From rxpgnews.com
HIV mutation is clue to why only some people develop AIDS dementia
By University of California - San Francisco
Jul 26, 2006, 13:12
The study of 18 HIV-positive subjects shows that HIV in the brain and central nervous system is genetically different from HIV that lives in the blood and peripheral tissues.
Moreover, serious cognitive impairment among the study subjects was correlated with the presence of a particular mutation in the HIV envelope gene.
The study appears in the July 2006 issue of Brain. It was led by Satish K. Pillai, PhD, a staff research associate at SFVAMC and a postdoctoral fellow at the University of California, San Francisco.
Pillai and his associates generated 456 nucleotide sequences of HIV from the blood and cerebrospinal fluid of the study participants. They chose to focus on the viral envelope gene, which interacts with receptors on the surfaces of host cells. "That's the gene that's most likely to vary between tissues, because it evolves rapidly and allows the virus to dock with different cell types," Pillai says.
According to Pillai, an analysis of the sequence data suggests that HIV is "genetically compartmentalized" between the central nervous system (CNS) and the blood, "which means that the virus is replicating in relative isolation in these tissues, with very little exchange of genetic information between the two populations."
The researchers also analyzed the sequences in search of a "genetic signature" common to the CNS-specific viruses in all 18 individuals, recounts Pillai.
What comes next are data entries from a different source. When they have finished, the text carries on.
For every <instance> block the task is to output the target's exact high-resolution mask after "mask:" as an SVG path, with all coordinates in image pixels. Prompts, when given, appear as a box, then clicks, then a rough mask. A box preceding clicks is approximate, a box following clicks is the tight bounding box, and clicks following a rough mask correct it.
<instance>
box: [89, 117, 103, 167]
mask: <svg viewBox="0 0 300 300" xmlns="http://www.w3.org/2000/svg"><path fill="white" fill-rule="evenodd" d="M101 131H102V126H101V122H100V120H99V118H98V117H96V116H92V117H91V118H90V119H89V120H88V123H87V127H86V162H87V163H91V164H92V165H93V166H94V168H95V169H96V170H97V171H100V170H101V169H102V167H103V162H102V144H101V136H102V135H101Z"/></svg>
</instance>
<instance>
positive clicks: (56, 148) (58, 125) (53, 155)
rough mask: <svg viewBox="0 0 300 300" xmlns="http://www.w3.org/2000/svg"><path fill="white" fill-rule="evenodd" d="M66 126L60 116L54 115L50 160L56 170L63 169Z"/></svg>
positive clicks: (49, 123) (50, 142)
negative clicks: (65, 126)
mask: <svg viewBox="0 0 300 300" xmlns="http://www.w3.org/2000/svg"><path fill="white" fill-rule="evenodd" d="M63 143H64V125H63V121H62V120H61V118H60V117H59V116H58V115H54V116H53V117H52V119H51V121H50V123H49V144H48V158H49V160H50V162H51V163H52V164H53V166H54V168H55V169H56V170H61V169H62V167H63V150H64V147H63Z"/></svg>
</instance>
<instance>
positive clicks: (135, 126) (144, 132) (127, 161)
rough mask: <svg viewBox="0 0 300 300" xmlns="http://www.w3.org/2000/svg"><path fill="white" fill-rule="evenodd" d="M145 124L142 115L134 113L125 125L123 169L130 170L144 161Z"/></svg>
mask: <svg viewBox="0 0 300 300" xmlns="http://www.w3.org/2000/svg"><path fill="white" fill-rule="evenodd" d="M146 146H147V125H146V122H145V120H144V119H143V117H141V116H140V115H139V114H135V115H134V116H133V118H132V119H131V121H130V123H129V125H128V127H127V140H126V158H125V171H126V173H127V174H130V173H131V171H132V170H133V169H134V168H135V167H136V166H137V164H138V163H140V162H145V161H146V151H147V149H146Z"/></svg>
They found such a pattern, consisting of four amino acids, within a subregion of the viral envelope gene known as the V3 loop. "The identification of these signature mutations presents convincing evidence that HIV adapts to the local environment within the central nervous system and, moreover, that commonalities in this environment exist across individuals," he asserts.
Another mutation in the V3 loop appeared consistently in virus from study subjects who demonstrated the most severe cognitive impairment. This mutation was absent in sequences from subjects with little or no cognitive deficit. "In other words," says Pillai, "there appears to be a particular HIV mutation that is associated with dementia." He cautions that this result is "suggestive, not conclusive," because of the study's small sample size.
This information "may be clinically relevant in terms of treatment," Pillai explains. "If we identify the quintessential neurotoxic variant of HIV, could we use that as a predictor of HIV dementia?" He says that such knowledge could also help care providers make "guided therapeutic decisions – for example, the detection of particular viral genotypes may lead physicians to select for antiretroviral regimens that cross the blood-brain barrier into the CNS most efficiently." Or, he speculates, "we might actually try to design a drug to target these genetic variants that are responsible for the neurological damage."
Pillai notes that the issue of HIV dementia is particularly important in regions outside North America and Europe where state-of-the-art antiretroviral medications are not widely available and HIV infection frequently leads to dementia.
SFVAMC staff physician Joseph K. Wong, MD, associate professor of medicine at UCSF and senior author of the study, adds, "In addition to the implications of this new knowledge for the 40 million people infected with HIV, this study may also contribute to our general understanding of viral encephalitis," or brain inflammation caused by other viruses. "These results suggest that specific features of viral components themselves, and not just the immune response to viral infection, may be responsible for direct damage to the nervous system."
Pillai says that even though the study included almost 500 gene sequences, it is still exploratory: "We are now in the process of expanding this to a survey of 100 to 150 individuals."